Norah ist gegangen, nachdem sie sich um ihren Bruder gekümmert hat. Seitdem ist Funkstille. Es ist jetzt vier Tage her. Zu meinem Pech hatten wir in der Zeit auch keine gemeinsamen Einsätze. Auf meine Nachrichten reagiert sie auch nicht. Und zu ihr fahren wäre wohl zu doll, schließlich zeigt sie mir offensichtlich, dass sie noch nicht bereit für ein Gespräch ist.
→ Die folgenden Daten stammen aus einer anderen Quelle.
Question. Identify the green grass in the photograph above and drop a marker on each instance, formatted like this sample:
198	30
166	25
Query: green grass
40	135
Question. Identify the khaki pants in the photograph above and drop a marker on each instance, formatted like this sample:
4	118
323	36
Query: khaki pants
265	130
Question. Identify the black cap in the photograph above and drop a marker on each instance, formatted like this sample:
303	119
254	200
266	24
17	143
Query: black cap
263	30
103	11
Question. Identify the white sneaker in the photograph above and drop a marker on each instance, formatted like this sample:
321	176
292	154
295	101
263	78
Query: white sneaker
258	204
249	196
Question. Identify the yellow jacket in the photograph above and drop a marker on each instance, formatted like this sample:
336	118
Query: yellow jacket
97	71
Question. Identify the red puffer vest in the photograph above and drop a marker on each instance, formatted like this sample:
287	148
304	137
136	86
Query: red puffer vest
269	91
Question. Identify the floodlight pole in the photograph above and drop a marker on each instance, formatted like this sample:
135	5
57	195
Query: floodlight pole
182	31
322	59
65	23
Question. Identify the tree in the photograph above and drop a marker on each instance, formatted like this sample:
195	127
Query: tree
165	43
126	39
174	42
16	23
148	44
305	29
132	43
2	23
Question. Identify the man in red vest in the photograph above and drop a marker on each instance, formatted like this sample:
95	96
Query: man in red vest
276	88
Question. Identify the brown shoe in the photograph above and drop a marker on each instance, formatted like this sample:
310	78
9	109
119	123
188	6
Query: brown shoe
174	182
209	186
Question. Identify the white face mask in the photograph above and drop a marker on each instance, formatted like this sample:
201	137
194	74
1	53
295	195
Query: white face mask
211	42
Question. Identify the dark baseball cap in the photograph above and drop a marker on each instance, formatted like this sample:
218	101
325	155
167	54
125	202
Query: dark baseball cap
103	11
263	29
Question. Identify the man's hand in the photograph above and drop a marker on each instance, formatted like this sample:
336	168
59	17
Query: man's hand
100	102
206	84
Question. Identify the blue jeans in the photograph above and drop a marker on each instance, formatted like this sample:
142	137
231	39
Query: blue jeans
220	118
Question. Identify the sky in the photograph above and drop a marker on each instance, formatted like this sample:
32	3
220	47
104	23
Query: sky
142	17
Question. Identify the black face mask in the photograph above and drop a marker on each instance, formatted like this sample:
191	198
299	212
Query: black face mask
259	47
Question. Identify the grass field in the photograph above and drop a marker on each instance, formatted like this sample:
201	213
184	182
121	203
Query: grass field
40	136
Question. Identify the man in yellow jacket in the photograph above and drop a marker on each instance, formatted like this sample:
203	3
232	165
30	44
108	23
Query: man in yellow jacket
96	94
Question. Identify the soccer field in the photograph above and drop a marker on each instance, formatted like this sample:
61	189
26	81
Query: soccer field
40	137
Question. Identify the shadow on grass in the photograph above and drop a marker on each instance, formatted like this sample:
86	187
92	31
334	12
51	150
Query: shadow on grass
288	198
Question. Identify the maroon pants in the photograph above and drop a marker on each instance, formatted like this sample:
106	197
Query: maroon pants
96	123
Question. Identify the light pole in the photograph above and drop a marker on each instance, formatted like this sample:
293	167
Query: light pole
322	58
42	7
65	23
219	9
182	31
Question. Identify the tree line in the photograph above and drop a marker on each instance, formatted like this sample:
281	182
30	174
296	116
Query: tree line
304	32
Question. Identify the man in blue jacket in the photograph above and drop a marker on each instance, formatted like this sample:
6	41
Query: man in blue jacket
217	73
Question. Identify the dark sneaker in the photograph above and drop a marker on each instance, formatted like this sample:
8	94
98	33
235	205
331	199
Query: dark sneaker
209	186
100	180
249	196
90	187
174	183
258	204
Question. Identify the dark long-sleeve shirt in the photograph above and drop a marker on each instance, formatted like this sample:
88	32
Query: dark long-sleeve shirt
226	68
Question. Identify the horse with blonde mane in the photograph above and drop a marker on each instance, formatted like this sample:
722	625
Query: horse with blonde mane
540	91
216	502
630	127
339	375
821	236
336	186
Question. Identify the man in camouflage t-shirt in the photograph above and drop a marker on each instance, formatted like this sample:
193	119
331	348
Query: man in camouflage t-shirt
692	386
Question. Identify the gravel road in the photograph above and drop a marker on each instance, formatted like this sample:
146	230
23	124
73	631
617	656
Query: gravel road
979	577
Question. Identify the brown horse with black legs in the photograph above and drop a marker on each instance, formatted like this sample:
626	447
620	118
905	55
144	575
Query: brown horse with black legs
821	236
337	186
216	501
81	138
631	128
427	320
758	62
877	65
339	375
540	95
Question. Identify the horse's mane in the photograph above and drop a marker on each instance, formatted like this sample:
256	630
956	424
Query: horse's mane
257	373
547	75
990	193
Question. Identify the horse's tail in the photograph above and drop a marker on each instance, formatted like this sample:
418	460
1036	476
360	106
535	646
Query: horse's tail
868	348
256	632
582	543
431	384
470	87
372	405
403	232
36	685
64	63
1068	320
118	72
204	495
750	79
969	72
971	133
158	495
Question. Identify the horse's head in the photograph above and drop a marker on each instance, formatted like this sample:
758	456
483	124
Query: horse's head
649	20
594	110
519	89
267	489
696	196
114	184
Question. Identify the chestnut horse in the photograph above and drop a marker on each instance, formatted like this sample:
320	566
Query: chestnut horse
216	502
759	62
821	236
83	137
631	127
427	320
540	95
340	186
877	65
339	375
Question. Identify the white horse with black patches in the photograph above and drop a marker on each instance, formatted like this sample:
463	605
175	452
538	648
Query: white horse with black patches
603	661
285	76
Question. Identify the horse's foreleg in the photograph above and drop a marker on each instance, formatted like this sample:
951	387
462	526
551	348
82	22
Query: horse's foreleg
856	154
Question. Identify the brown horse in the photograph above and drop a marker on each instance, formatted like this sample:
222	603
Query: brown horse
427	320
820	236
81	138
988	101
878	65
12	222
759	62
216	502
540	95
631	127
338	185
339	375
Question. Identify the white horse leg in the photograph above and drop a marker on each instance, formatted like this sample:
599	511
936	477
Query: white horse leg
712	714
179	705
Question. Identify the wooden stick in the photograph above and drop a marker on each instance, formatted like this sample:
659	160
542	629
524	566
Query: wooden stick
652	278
„Hör auf, an sie zu denken.", meint Luc, als er mir die Gewichte beim Bankdrücken abnimmt.
„Geht nicht.", murmle ich und setze mich hin. Ich bin durchgeschwitzt und meine Muskeln brennen. „Ich weiß nicht, was jetzt ist. Ist sie sauer auf mich? Braucht sie nur kurz Abstand? Hasst sie mich? Will sie mich nie wieder sehen?"
Luc schüttelt den Kopf. „Du warst pflegeleichter, als du noch nicht verknallt warst."
„Ich bin nicht verknallt.", streite ich ab. „Ich finde sie nur toll."
„Sag ich ja. Sie wird sich schon melden. Ich glaube sie muss nur erstmal verarbeiten, was da alles passiert ist.", meint Luc. „Und Pablo wird sich auch wieder beruhigen."
„Der ist mir egal. Der ist unten durch bei mir. Ich verstehe nicht, wie man so respektlos mit seiner Schwester umgehen kann. Sie ist schließlich keine zwölf mehr und kann schlafen mit wem sie will.", gebe ich zurück.
„Ich glaube er war nur wütend auf dich und das ist ihm so rausgerutscht. Ich wäre auch sauer, wenn du mit meiner kleinen Schwester schlafen würdest.", Luc kratzt sich am Hinterkopf.
„Du hast keine kleine Schwester. Und selbst wenn, dann würdest du nicht anfangen, sie zu beleidigen."
Luc verdreht die Augen. „Rein theoretisch meinte ich ja auch. Ich wäre auch sauer, wenn du mit meiner großen Schwester schlafen würdest. Aber du hast recht, dann würde ich sie trotzdem nicht beleidigen."

Ich greife wieder nach der Stange mit den Gewichten. „Wenn ich sie heute auf der Arbeit nicht sehe, fahre ich doch zu ihr."
„Meinst du nicht, dass sie erstmal Zeit braucht?"
„Doch, das weiß ich sogar. Aber ich muss sie sehen. Selbst wenn es nur zwei Sekunden sind. Ich muss wissen, dass es ihr gut geht."
„Du bist krank."
„Ich mache mir nur Sorgen."
„Eben. Hör auf damit, das hilft niemandem weiter."
„Luc, wenn du weiter so unnötige Kommentare von dir gibst, hilfst du mir auch nicht gerade.", stoße ich aus.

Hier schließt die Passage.